Encoding a change of scene hierarchy at a particular time, ie. in the USD file, a character catches a ball at 5 seconds, and the ball is therefore reparented, is not something you can do. This would be accomplished by animating a constraint weight from zero to one, but USD doesn’t currently have this concept; constraints will be enabled by OpenExec. This pattern is not the general pattern you need in a game in any case, although it has uses of course.
As an example game to illustrate why, a ball player has two hands. the game has eight balls, and twelve players. It’s not practical or efficient at runtime to have all the possible constraints encoded in the scene. In this case, everything would be tied up in game state logic ~ balls are either in free flight, or held in a particular hand by a particular character; and your engine would be responsible per frame to either evolve the ball’s position by physics, or to teleport it to the player’s hands.
You could also parent and unparent the ball to the hand, given a joint hierarchy, of course. But that is bending the use case of UsdSkel to the breaking point.

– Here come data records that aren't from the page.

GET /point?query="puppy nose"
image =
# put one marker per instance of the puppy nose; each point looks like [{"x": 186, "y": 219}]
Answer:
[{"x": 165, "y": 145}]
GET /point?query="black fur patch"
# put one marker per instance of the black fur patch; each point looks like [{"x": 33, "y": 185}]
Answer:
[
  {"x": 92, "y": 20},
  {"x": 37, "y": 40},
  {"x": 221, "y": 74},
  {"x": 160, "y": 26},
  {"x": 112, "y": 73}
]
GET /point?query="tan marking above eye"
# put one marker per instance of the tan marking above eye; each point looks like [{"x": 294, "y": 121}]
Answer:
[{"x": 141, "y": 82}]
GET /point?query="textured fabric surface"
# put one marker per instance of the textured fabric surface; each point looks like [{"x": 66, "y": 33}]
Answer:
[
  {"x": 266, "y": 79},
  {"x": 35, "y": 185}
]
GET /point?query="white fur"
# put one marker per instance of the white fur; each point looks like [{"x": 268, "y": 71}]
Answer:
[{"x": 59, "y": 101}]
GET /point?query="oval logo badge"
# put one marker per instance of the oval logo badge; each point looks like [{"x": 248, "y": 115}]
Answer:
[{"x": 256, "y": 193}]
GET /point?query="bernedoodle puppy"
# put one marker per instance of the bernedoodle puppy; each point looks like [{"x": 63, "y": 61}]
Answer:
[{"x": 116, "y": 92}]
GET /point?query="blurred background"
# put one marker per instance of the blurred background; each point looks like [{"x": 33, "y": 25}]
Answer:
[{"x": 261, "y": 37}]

There are two concerns at work here, which are superficially related to the degree that it seems like UsdSkel solves for it.
One concern is encoding the data required by linear-blend skinning. The second concern is a hierarchy of joints meant to pose the character. Although these are commonly the same in games, they are equally commonly not the same. For example, a skin-bind skeleton may have a great many bones that are unrelated to posing. For example, there may be a computed secondary bone whose purpose is to prevent a shoulder shape from collapsing. This bone is necessary for LBS, but it is not something an animator will pose. Similarly, there may be a ragdoll hierarchy for physics. This may have twenty crucial bones for posing, and not the hundred bones in the character. At runtime, the game engine constrains the LBS skeleton to the ragdoll skeleton, and also, the game engine computes in some manner the locations of the 80 other bones not in the ragdoll.
All of this is to say, that when we get to a joint based skeleton, we should also consider the need of constraining an animator’s posing rig skeleton (which likely has additional non skin-bound joints) to an LBS skeleton, or constraining a sparse ragdoll to an LBS skeleton, presumably via OpenExec. At that point USD will have ways to describe game-like functionality.